Some experiences are subtle, demanding patient and passive observation, like the incredible silence that you almost don’t notice–but once you do, is almost other-worldly.
Other experiences are more assertive with one’s senses. For one, the White Mountains are one of the most visually stunning settings anywhere. The whole ensemble of color, light, shadows and textures seems somehow accentuated. Scuttling clouds create an ever-changing mosaic that flows over the rolling landscape. At the height of midday the sky is a searing blue that darkens to a deep azure zenith set firmly in space. At dusk, the mountains bathe in alpenglow and the sunset reflects off of clouds that seem close enough to touch.

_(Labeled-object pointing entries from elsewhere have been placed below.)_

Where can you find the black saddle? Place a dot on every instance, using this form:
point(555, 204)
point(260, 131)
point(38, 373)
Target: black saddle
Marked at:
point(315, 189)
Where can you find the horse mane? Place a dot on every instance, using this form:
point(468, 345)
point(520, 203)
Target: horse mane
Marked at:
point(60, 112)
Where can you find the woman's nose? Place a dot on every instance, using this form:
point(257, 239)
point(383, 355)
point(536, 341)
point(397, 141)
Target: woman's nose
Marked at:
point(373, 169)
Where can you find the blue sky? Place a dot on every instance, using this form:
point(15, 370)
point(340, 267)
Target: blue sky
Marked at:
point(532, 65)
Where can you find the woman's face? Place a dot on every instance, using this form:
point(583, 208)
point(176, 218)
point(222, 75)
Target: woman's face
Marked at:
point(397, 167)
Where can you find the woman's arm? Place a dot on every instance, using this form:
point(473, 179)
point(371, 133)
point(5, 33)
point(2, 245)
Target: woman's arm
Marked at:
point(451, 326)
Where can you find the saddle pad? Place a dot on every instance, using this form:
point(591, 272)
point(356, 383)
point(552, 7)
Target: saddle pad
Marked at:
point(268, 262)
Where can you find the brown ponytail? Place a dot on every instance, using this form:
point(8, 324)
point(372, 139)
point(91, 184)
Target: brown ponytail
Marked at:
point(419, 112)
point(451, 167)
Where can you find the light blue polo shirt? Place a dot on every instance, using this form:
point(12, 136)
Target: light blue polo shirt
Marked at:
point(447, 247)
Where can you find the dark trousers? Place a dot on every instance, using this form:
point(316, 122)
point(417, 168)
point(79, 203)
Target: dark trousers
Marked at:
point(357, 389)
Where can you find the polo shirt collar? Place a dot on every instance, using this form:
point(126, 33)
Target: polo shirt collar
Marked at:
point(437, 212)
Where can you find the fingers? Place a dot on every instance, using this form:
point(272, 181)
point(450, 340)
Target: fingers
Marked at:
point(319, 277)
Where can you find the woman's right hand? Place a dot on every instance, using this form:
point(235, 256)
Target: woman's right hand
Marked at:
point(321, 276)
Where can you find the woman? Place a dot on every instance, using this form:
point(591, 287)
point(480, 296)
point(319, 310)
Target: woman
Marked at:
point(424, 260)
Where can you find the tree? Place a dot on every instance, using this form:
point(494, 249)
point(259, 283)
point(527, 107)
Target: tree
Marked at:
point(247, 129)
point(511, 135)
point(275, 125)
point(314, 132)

Another extraordinary aspect of these mountains is the relationship of earth and sky. Except on very rare occasions the thin air here is much more clear than in any more urban setting, making for grand and distant vistas–and one can truly see the dome of the sky set upon an endless horizon.
From the summit of White Mountain or some other lofty vantage point, all the world seems below you, and for thousands and thousands of square miles around you much of it actually is. Your vision extends for hundreds of miles, across entire states, and for hundreds of miles you get the impression of a thin slice of earth and a huge arc of sky above, dominating most of what your eyes take in.
Hopefully we have captured some of this, and In the Shadow of White Mountain will give viewers a sense of these stunning vistas. But one thing the program will never capture is an equally compelling quality of this special landscape–a sense of its timelessness. For that you must come and visit one of this environment’s most notable inhabitants, the Bristlecone Pine.